Big Fed rate hike coming in September?
The Fed raised the target for its federal funds rate by 75 basis points on July 27, to a range of 2.25% to 2.50%, and said such an "unusually large" rate increase may be appropriate again in September to bring inflation under control.
Vanguard expects the Fed to increase its federal funds rate target to a range of 3.25% to 3.75% by the end of the year, from a target of 0% to 0.25% at the start of the year.
We continue to expect a terminal rate of at least 4% in 2023 to get inflation under control. That would put the policy rate well above the Fed's assessment of the neutral rate, which Fed Chair Jerome Powell said was around the Fed’s new rate target. (The neutral rate is the theoretical monetary policy rate that would neither stimulate nor restrict economic activity.)

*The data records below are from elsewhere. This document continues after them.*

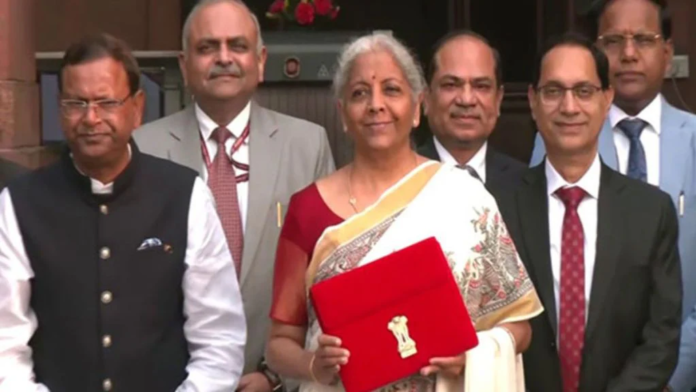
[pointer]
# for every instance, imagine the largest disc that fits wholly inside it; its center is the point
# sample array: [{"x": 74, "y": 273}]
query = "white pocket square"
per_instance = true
[{"x": 150, "y": 243}]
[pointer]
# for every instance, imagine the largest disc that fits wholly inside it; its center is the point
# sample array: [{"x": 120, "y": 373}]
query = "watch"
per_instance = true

Inflation continues at high levels
Consumer prices in the United States, as measured by the Consumer Price Index (CPI), were unchanged on a seasonally adjusted basis in July. On a year-over-year basis, prices were up 8.5% in July, down from 9.1% the month before.
Core CPI, which excludes food and energy prices, was 5.9% higher than in July 2021, matching its pace in June and 0.5 percentage point below its March peak.
Core personal consumption expenditures (PCE), the Fed's preferred inflation indicator in considering monetary policy, rose 0.6% in June, ending a fourth-month run of 0.3% readings. It rose 4.8% compared with a year earlier, ending three straight months of deceleration.
We expect core PCE to ease toward 4% by year-end.
Job numbers exceed expectations
The labor market in the United States crushed expectations, adding 528,000 jobs in July.
The unemployment rate edged 0.1 percentage point lower, matching the 3.5% pre-pandemic rate of February 2020.
Vanguard believes that structural constraints on labor supply (such as an increased rate of retirements, decreased immigration, and changing job preferences) limit near-term risks to the labor market.